I apologise for not only using a three letter acronym in the title, I’ve actually used two ! The problem I have, is that, if I unravelled the acronyms the title would be far too long.
You may or may not know that RWD stands for responsive web design, it may have other meanings but in the context of this blog we are talking about websites and the internet.
If you have read my previous blog, you will already know that SEO is the acronym for search engine optimisation. This is fairly self explanatory in that if you optimise your website or blog according to the search engine’s, say Google, Bing and Yahoo, guide lines then not only will they be able to find you on the internet but they may rank you fairly high and put your site on the upper tier search pages. At this time it is worth mentioning that you will come across a four letter acronym SERP. This stands for search engine results page. This is the page(s) that your browser pulls up when you enter a word or phrase in the search bar.
To return to responsive web design. How we view the internet web pages is changing all the while. The latest figures released by Google show that 60% of page searches are now carried out by mobile devices. These figures from Googles point of view allude to smart phones rather than tablets or similar devices. You can see from this figure that it is most important that a website’s pages can be easily viewed by a smart phone user. If not, you are not only missing out on a figure that is steadily growing above 60%, you may be penalised by Google and drop down the SERPs.
There are three ways that a website can offer mobile functionality.
- Design additional pages of content, sized for a mobile phone. Unfortunately this would mean a different URL ( uniform resource locator ), that’s the address that comes up in the browser address bar, and two lots of the same content, giving the website a high file content and making it slower to render. Whilst this gives the opportunity to tailor a site perfectly for a mobile experience there is always the problem that errors could creep in and content across the two pages could be different. Search engines would pick this up and a downgrade would follow. You will also need to have some experience of coding as each site will need to point to the other one for the search engine.

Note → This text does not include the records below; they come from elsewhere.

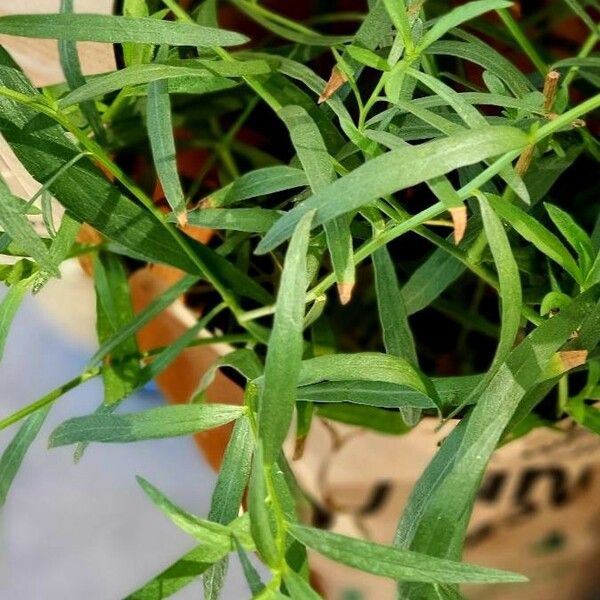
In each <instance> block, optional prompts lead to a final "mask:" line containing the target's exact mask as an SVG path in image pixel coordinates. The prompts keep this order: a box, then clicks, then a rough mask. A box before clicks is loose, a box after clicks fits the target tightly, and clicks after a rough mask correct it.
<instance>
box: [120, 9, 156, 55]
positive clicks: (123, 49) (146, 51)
mask: <svg viewBox="0 0 600 600" xmlns="http://www.w3.org/2000/svg"><path fill="white" fill-rule="evenodd" d="M123 16H125V17H149V16H150V11H149V10H148V4H147V2H146V0H123ZM153 49H154V46H153V45H152V44H147V45H142V44H123V58H124V61H125V64H126V65H127V66H130V65H135V64H142V63H149V62H150V61H151V60H152V51H153Z"/></svg>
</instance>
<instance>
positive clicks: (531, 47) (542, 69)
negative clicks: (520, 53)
mask: <svg viewBox="0 0 600 600" xmlns="http://www.w3.org/2000/svg"><path fill="white" fill-rule="evenodd" d="M496 12H497V13H498V16H499V17H500V19H502V22H503V23H504V25H505V26H506V28H507V29H508V31H510V33H511V34H512V36H513V37H514V38H515V41H516V42H517V44H519V46H520V47H521V50H523V52H525V54H526V55H527V56H528V57H529V60H530V61H531V62H532V63H533V65H534V66H535V68H536V69H537V70H538V71H539V72H540V74H541V76H542V77H545V76H546V74H547V73H548V65H546V63H545V62H544V60H543V59H542V57H541V56H540V55H539V54H538V51H537V50H536V49H535V48H534V46H533V44H532V43H531V42H530V41H529V39H528V38H527V36H526V35H525V34H524V33H523V31H522V29H521V27H520V26H519V24H518V23H517V22H516V21H515V20H514V18H513V16H512V15H511V14H510V12H509V11H508V10H507V9H506V8H501V9H500V10H497V11H496Z"/></svg>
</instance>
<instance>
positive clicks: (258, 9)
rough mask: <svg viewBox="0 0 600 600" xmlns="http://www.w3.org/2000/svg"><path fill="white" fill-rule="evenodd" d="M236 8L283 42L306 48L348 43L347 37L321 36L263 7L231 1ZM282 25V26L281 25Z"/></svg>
mask: <svg viewBox="0 0 600 600" xmlns="http://www.w3.org/2000/svg"><path fill="white" fill-rule="evenodd" d="M231 1H232V4H234V5H235V6H236V7H237V8H239V9H240V10H241V11H242V12H244V13H245V14H246V15H248V16H249V17H250V18H251V19H253V20H254V21H256V22H257V23H258V24H259V25H261V26H262V27H264V28H265V29H266V30H268V31H271V32H272V33H274V34H275V35H278V36H280V37H282V38H283V39H285V40H290V41H292V42H296V43H298V44H306V45H307V46H335V45H338V44H343V43H345V42H347V41H349V38H348V36H341V35H321V34H320V33H317V32H316V31H313V30H311V29H308V28H307V27H304V26H302V25H299V24H298V23H297V22H295V21H288V22H287V23H285V21H286V20H287V19H285V17H282V16H281V15H274V13H271V12H270V11H268V10H267V9H265V8H264V7H263V6H261V5H259V4H256V3H254V2H247V1H246V0H231ZM282 23H283V24H282Z"/></svg>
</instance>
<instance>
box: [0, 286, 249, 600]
mask: <svg viewBox="0 0 600 600" xmlns="http://www.w3.org/2000/svg"><path fill="white" fill-rule="evenodd" d="M4 292H5V289H4V288H3V287H2V289H0V296H1V295H3V294H4ZM46 297H47V298H48V301H47V305H48V306H51V305H52V303H53V302H54V301H55V300H54V299H51V298H50V294H47V296H46ZM43 304H44V297H41V298H37V299H32V298H28V299H27V300H26V301H25V303H24V305H23V306H22V308H21V310H20V311H19V313H18V315H17V318H16V320H15V322H14V324H13V327H12V330H11V333H10V336H9V339H8V343H7V350H6V354H5V356H4V359H3V360H2V362H1V363H0V417H4V416H6V415H9V414H11V413H12V412H14V411H15V410H17V409H18V408H20V407H22V406H24V405H26V404H28V403H30V402H33V401H34V400H36V399H38V398H39V397H41V396H42V395H44V394H46V393H47V392H48V391H49V390H51V389H53V388H54V387H56V386H58V385H61V384H62V383H64V382H65V381H67V380H68V379H70V378H72V377H74V376H76V375H77V374H78V373H80V372H81V370H82V369H83V367H84V366H85V363H86V361H87V359H88V358H89V356H90V355H91V351H93V347H91V345H88V344H87V343H86V342H85V336H83V337H80V338H78V339H76V338H74V337H67V336H65V333H64V330H63V331H60V330H59V328H58V325H57V324H56V322H52V321H51V320H49V319H48V316H47V313H46V312H45V311H44V310H42V309H41V308H40V306H41V305H43ZM84 304H85V303H84ZM84 310H85V309H84ZM73 318H74V320H76V319H77V315H73ZM90 324H91V325H92V326H93V321H91V322H90ZM101 400H102V389H101V381H100V380H92V381H89V382H87V383H86V384H84V385H83V386H81V387H80V388H78V389H76V390H74V391H72V392H70V393H69V394H67V395H66V396H64V397H63V398H61V399H60V400H59V401H58V402H57V403H56V405H55V406H54V407H53V409H52V411H51V412H50V415H49V417H48V420H47V422H46V424H45V425H44V428H43V429H42V431H41V434H40V435H39V436H38V438H37V439H36V441H35V442H34V444H33V446H32V447H31V449H30V451H29V452H28V454H27V456H26V458H25V461H24V464H23V467H22V468H21V470H20V472H19V474H18V476H17V478H16V480H15V482H14V484H13V486H12V488H11V491H10V493H9V496H8V499H7V502H6V505H5V506H4V508H3V509H2V511H1V512H0V598H2V599H5V600H59V599H60V600H81V599H82V598H85V599H86V600H111V599H118V598H123V597H125V596H126V595H127V594H128V593H130V592H132V591H133V590H135V589H136V588H137V587H138V586H139V585H141V584H143V583H144V582H145V581H146V580H148V579H149V578H150V577H152V576H154V575H156V574H157V573H158V572H159V571H161V570H162V569H163V568H165V567H167V566H168V565H170V564H171V563H172V562H173V561H174V560H176V559H177V558H179V557H180V556H181V555H182V554H184V553H185V552H186V551H188V550H190V549H191V548H192V547H194V546H195V545H196V542H195V540H193V539H192V538H191V537H189V536H187V535H186V534H185V533H183V532H182V531H180V530H179V529H178V528H177V527H176V526H175V525H173V524H172V523H171V522H170V521H169V520H168V519H167V518H166V517H164V516H163V515H162V514H161V513H160V512H159V511H158V510H157V508H156V507H155V506H154V505H153V504H152V503H151V502H150V501H149V500H148V498H147V496H146V495H145V494H144V493H143V492H142V490H141V489H140V487H139V486H138V484H137V483H136V480H135V476H136V475H142V476H143V477H145V478H147V479H148V480H149V481H150V482H152V483H153V484H155V485H156V486H157V487H159V488H160V489H161V490H163V491H164V492H165V493H166V494H167V495H168V496H169V497H170V498H171V499H172V500H174V501H175V502H177V503H179V504H180V505H182V506H183V507H185V508H186V509H187V510H189V511H191V512H193V513H195V514H199V515H206V514H207V512H208V508H209V504H210V497H211V493H212V489H213V486H214V481H215V475H214V473H213V472H212V470H211V469H210V468H209V467H208V466H207V465H206V463H205V462H204V460H203V458H202V457H201V455H200V453H199V452H198V451H197V448H196V446H195V444H194V442H193V440H192V438H191V437H185V438H177V439H171V440H157V441H150V442H141V443H137V444H114V445H113V444H92V445H90V446H89V448H88V449H87V451H86V452H85V454H84V456H83V458H82V459H81V462H80V463H79V464H74V463H73V457H72V448H57V449H52V450H48V449H47V447H46V444H47V440H48V434H49V433H50V432H51V431H52V429H54V428H55V427H56V426H57V425H58V424H59V423H60V422H61V421H64V420H65V419H66V418H68V417H71V416H75V415H82V414H89V413H90V412H93V411H94V410H95V408H96V407H97V405H98V404H99V403H100V402H101ZM162 403H163V400H162V399H161V398H160V396H159V395H158V394H157V393H154V392H152V391H145V392H144V393H141V394H136V395H134V396H132V397H131V398H130V399H128V400H127V401H126V406H125V408H126V409H127V410H128V411H129V410H131V411H136V410H141V409H143V408H150V407H152V406H157V405H160V404H162ZM17 427H18V426H13V427H11V428H10V429H9V430H7V431H6V432H5V434H4V435H2V436H1V441H0V451H2V450H3V449H4V447H5V446H6V445H7V443H8V441H9V440H10V439H11V437H12V436H13V435H14V432H15V431H16V428H17ZM157 542H158V543H157ZM232 558H233V557H232ZM247 596H248V592H247V588H246V584H245V582H244V580H243V575H242V574H241V570H240V569H239V567H238V565H237V564H233V565H232V568H231V571H230V577H229V578H228V582H227V584H226V588H225V590H224V598H244V597H247ZM201 597H202V591H201V584H199V583H196V584H193V585H190V586H189V587H187V588H184V589H183V590H182V591H181V592H180V593H179V594H176V595H174V596H173V598H177V599H181V600H185V599H188V598H189V599H191V598H195V599H197V598H201Z"/></svg>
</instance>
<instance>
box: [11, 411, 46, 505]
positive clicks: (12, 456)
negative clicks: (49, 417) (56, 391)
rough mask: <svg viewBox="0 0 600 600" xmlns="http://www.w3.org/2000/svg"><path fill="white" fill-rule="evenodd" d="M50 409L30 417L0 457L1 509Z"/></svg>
mask: <svg viewBox="0 0 600 600" xmlns="http://www.w3.org/2000/svg"><path fill="white" fill-rule="evenodd" d="M50 408H51V407H50V406H45V407H44V408H41V409H40V410H38V411H36V412H35V413H33V414H32V415H31V416H30V417H28V418H27V420H26V421H25V422H24V423H23V425H21V427H20V428H19V431H17V434H16V435H15V437H14V438H13V439H12V441H11V442H10V444H9V445H8V446H7V447H6V449H5V450H4V452H3V453H2V457H0V508H2V507H3V506H4V503H5V502H6V496H7V494H8V492H9V490H10V486H11V484H12V482H13V481H14V479H15V476H16V475H17V472H18V470H19V468H20V467H21V463H22V462H23V459H24V458H25V454H26V453H27V450H28V449H29V447H30V446H31V444H32V443H33V440H34V439H35V438H36V436H37V434H38V433H39V431H40V429H41V427H42V425H43V424H44V421H45V420H46V416H47V415H48V412H49V411H50Z"/></svg>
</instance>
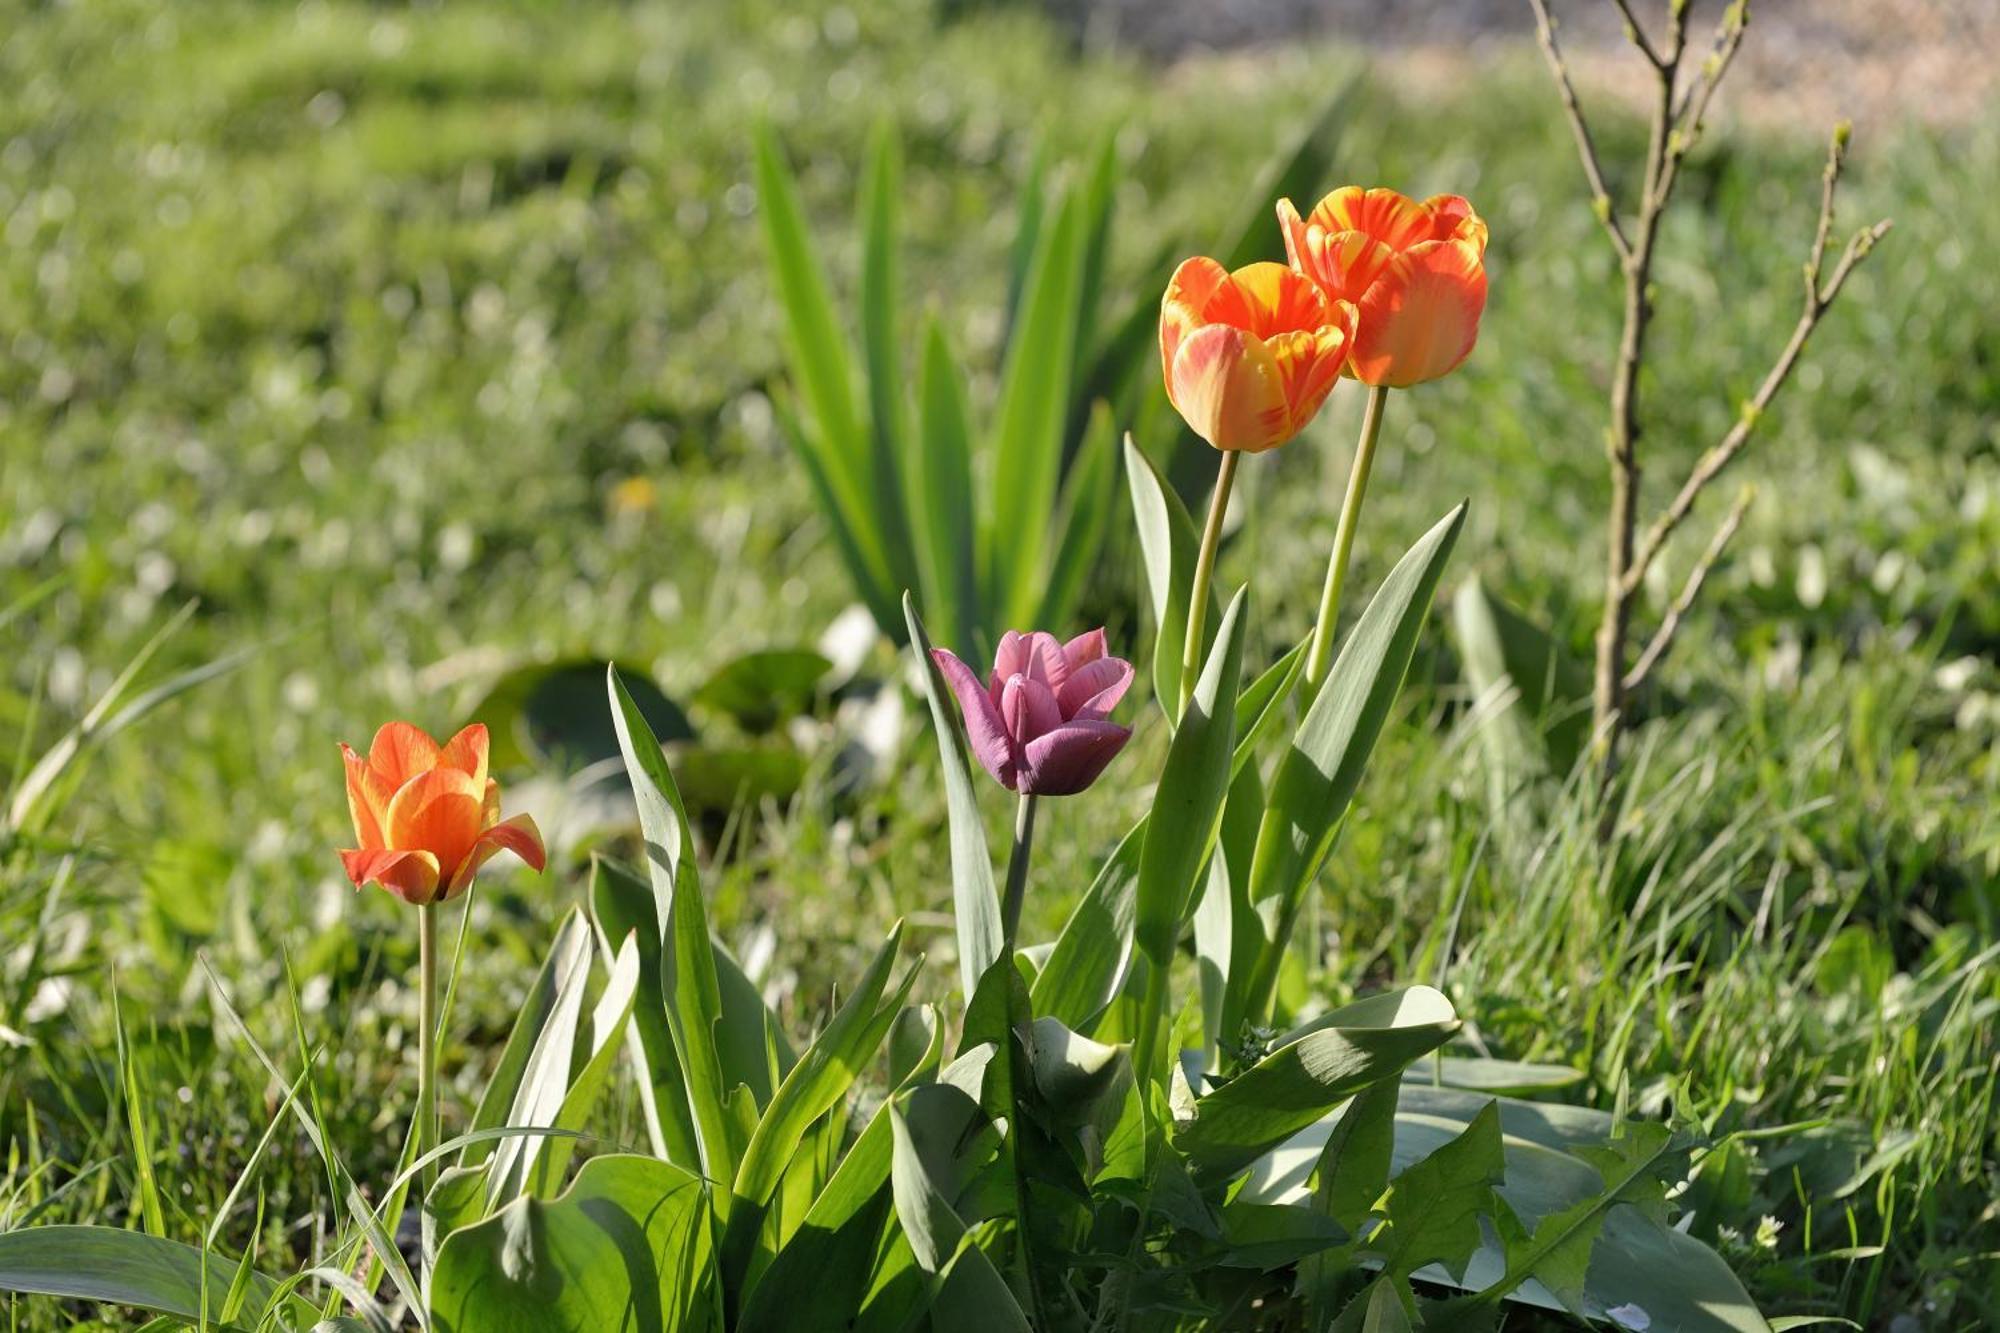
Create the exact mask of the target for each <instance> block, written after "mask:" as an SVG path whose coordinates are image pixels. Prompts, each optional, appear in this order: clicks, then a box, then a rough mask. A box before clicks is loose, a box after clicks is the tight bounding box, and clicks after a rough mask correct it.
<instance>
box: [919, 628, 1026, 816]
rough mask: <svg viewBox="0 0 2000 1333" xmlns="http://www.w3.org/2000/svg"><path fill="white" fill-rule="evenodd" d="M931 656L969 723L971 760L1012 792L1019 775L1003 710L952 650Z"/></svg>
mask: <svg viewBox="0 0 2000 1333" xmlns="http://www.w3.org/2000/svg"><path fill="white" fill-rule="evenodd" d="M930 656H932V660H934V662H938V671H940V673H944V683H946V685H950V687H952V693H954V695H958V711H960V713H962V715H964V719H966V741H968V743H970V745H972V757H974V759H978V761H980V767H982V769H986V773H990V775H992V779H994V781H996V783H1000V785H1002V787H1008V789H1012V787H1014V771H1016V759H1014V743H1012V741H1008V735H1006V727H1004V725H1002V723H1000V709H998V705H996V703H994V699H992V695H988V693H986V689H982V687H980V681H978V677H974V675H972V669H970V667H966V664H964V662H962V660H958V654H954V652H952V650H950V648H932V650H930Z"/></svg>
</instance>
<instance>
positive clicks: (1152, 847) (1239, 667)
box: [1134, 588, 1250, 967]
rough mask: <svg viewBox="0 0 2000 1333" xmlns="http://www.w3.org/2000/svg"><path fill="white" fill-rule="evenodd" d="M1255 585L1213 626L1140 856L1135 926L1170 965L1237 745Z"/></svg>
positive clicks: (1221, 818)
mask: <svg viewBox="0 0 2000 1333" xmlns="http://www.w3.org/2000/svg"><path fill="white" fill-rule="evenodd" d="M1248 596H1250V590H1248V588H1238V592H1236V596H1234V598H1232V600H1230V608H1228V610H1226V612H1222V624H1220V626H1216V642H1214V646H1212V648H1210V650H1208V660H1206V664H1204V667H1202V675H1200V681H1198V683H1196V687H1194V695H1192V697H1190V699H1188V709H1186V713H1182V717H1180V729H1178V731H1176V733H1174V743H1172V747H1168V753H1166V767H1164V769H1162V771H1160V785H1158V789H1156V791H1154V799H1152V813H1150V815H1148V819H1146V841H1144V847H1142V849H1140V861H1138V889H1136V893H1138V911H1136V925H1134V933H1136V939H1138V947H1140V951H1144V955H1146V961H1148V963H1152V965H1154V967H1166V965H1168V963H1170V961H1172V955H1174V941H1176V939H1178V937H1180V927H1182V923H1184V921H1186V919H1188V909H1190V903H1192V893H1194V885H1196V877H1198V875H1200V871H1202V865H1204V863H1206V861H1208V849H1210V847H1214V841H1216V825H1218V821H1220V819H1222V797H1224V793H1226V791H1228V785H1230V755H1232V753H1234V749H1236V683H1238V677H1240V675H1242V658H1244V630H1246V618H1248V616H1246V612H1244V602H1246V600H1248Z"/></svg>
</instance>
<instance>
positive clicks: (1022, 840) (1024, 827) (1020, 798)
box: [1000, 791, 1034, 957]
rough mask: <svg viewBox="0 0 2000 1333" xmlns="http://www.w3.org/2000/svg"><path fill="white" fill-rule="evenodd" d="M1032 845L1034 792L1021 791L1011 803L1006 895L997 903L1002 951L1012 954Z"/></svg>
mask: <svg viewBox="0 0 2000 1333" xmlns="http://www.w3.org/2000/svg"><path fill="white" fill-rule="evenodd" d="M1032 849H1034V793H1032V791H1024V793H1022V795H1020V805H1016V807H1014V855H1012V859H1010V861H1008V863H1006V899H1004V903H1002V905H1000V929H1002V931H1004V939H1006V955H1008V957H1012V955H1014V941H1016V939H1018V937H1020V909H1022V903H1024V901H1026V897H1028V853H1030V851H1032Z"/></svg>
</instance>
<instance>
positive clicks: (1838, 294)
mask: <svg viewBox="0 0 2000 1333" xmlns="http://www.w3.org/2000/svg"><path fill="white" fill-rule="evenodd" d="M1846 150H1848V126H1846V122H1842V124H1840V126H1838V128H1836V130H1834V142H1832V146H1830V148H1828V154H1826V172H1824V174H1822V186H1820V220H1818V226H1814V234H1812V250H1810V254H1808V258H1806V308H1804V310H1802V312H1800V316H1798V322H1796V324H1794V326H1792V336H1790V338H1788V340H1786V344H1784V348H1782V350H1780V352H1778V360H1774V362H1772V366H1770V370H1768V372H1766V374H1764V380H1762V382H1760V384H1758V390H1756V394H1752V396H1750V400H1748V402H1746V404H1744V408H1742V412H1740V414H1738V416H1736V422H1734V424H1732V426H1730V428H1728V432H1726V434H1724V436H1722V438H1720V440H1718V442H1716V444H1712V446H1710V448H1708V452H1704V454H1702V456H1700V460H1696V464H1694V470H1692V472H1688V480H1684V482H1682V484H1680V490H1678V492H1676V494H1674V500H1672V502H1670V504H1668V506H1666V508H1664V510H1662V512H1660V516H1658V518H1654V520H1652V526H1648V528H1646V536H1644V538H1642V540H1640V542H1638V548H1636V550H1634V554H1632V562H1630V564H1628V566H1626V570H1624V574H1622V578H1620V582H1618V592H1620V594H1624V596H1630V594H1632V592H1636V590H1638V584H1640V580H1644V578H1646V568H1648V566H1650V564H1652V562H1654V560H1656V558H1658V556H1660V548H1662V546H1666V540H1668V538H1670V536H1672V534H1674V530H1676V528H1678V526H1680V524H1682V522H1686V518H1688V514H1690V512H1694V504H1696V500H1698V498H1700V496H1702V490H1704V488H1708V484H1710V482H1714V480H1716V476H1718V474H1720V472H1722V468H1726V466H1728V464H1730V462H1732V460H1734V458H1736V454H1738V452H1742V446H1744V444H1748V442H1750V434H1752V432H1754V430H1756V424H1758V420H1760V418H1762V416H1764V412H1766V410H1768V408H1770V404H1772V400H1774V398H1776V396H1778V392H1780V390H1782V388H1784V384H1786V380H1788V378H1790V376H1792V370H1794V366H1798V358H1800V354H1802V352H1804V350H1806V342H1808V340H1810V338H1812V330H1814V328H1818V324H1820V318H1822V316H1824V314H1826V310H1828V306H1832V304H1834V300H1836V298H1838V296H1840V288H1842V286H1846V282H1848V274H1852V272H1854V266H1856V264H1860V262H1862V260H1864V258H1868V252H1870V250H1874V246H1876V242H1878V240H1882V236H1886V234H1888V230H1890V222H1888V220H1886V218H1884V220H1882V222H1876V224H1874V226H1864V228H1862V230H1858V232H1854V236H1852V238H1850V240H1848V248H1846V250H1844V252H1842V256H1840V262H1838V264H1834V272H1832V274H1828V276H1826V280H1824V282H1822V280H1820V270H1822V264H1824V260H1826V240H1828V234H1830V232H1832V226H1834V190H1836V188H1838V184H1840V168H1842V164H1844V162H1846Z"/></svg>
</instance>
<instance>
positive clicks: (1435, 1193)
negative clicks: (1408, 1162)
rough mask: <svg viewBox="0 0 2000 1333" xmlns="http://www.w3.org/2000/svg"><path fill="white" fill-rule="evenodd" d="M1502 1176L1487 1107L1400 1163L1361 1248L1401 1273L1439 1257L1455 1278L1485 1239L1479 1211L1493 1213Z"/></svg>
mask: <svg viewBox="0 0 2000 1333" xmlns="http://www.w3.org/2000/svg"><path fill="white" fill-rule="evenodd" d="M1502 1179H1506V1159H1504V1155H1502V1151H1500V1109H1498V1107H1486V1109H1484V1111H1480V1113H1478V1115H1476V1117H1472V1123H1470V1125H1466V1129H1464V1133H1460V1135H1458V1137H1456V1139H1452V1141H1450V1143H1446V1145H1444V1147H1440V1149H1438V1151H1436V1153H1432V1155H1430V1157H1426V1159H1422V1161H1418V1163H1414V1165H1410V1167H1404V1171H1402V1173H1400V1175H1398V1177H1396V1179H1392V1181H1390V1187H1388V1193H1384V1195H1382V1201H1380V1203H1378V1205H1376V1211H1378V1213H1382V1225H1380V1227H1378V1229H1376V1231H1374V1235H1370V1237H1368V1249H1370V1251H1374V1253H1378V1255H1380V1257H1382V1273H1384V1277H1392V1279H1406V1277H1410V1275H1414V1273H1416V1271H1418V1269H1422V1267H1426V1265H1432V1263H1438V1265H1444V1269H1446V1271H1448V1273H1452V1277H1454V1279H1456V1281H1464V1275H1466V1265H1468V1263H1472V1255H1474V1251H1478V1247H1480V1245H1482V1243H1484V1235H1480V1217H1498V1215H1500V1213H1502V1209H1500V1205H1498V1203H1496V1199H1498V1195H1494V1187H1496V1185H1500V1181H1502Z"/></svg>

- Dynamic serving of pages. A complicated technical design which of course means high costings for maintenance and or updating.
- Responsive web design, RWD. The website is designed on a percentage grid system which renders correctly whichever device it is viewed on, ie 100% on a desktop and 100% on a smart phone can be viewed as the same content. However, the downside is that it will not be a fully centralised mobile experience unless the site is designed “ mobile first “. In other words, all the images and text are placed on the pages in a way that they render, not only correctly on a mobile device, but the experience for the mobile user is the best that can be achieved.
Google has stated that it prefers responsive web design for its algorithm. Google’s algorithm is its problem solver, question answer bot, etc which crawls across the pages of the internet, storing bits of useful information in its vast libraries. This is the piece of kit that decides which SERP the web page should be on.
NEXT YEAR, 2018, GOOGLE HAS STATED THAT THE SEARCH ALGORYTHM WILL BE “ MOBILE FIRST “. This is overdue as it was discussed in 2014. The SERP will be dependent on Google crawling the mobile version of the website’s pages. We are informed that websites with a high ranking and of course they will be mobile friendly to get their high ranking, will not be affected. I am not so sure.
It can only be a matter of time before a site built for mobile will outrank a desktop mobile friendly site. This means more work for designers and developers as well as SEO engineers.
If you are embarking on building a new website or starting a business designing or developing websites then you need to ensure that all your pages can be viewed correctly on a smart phone and it provides a good experience for the user.
Remember, the USER IS KING, not Google.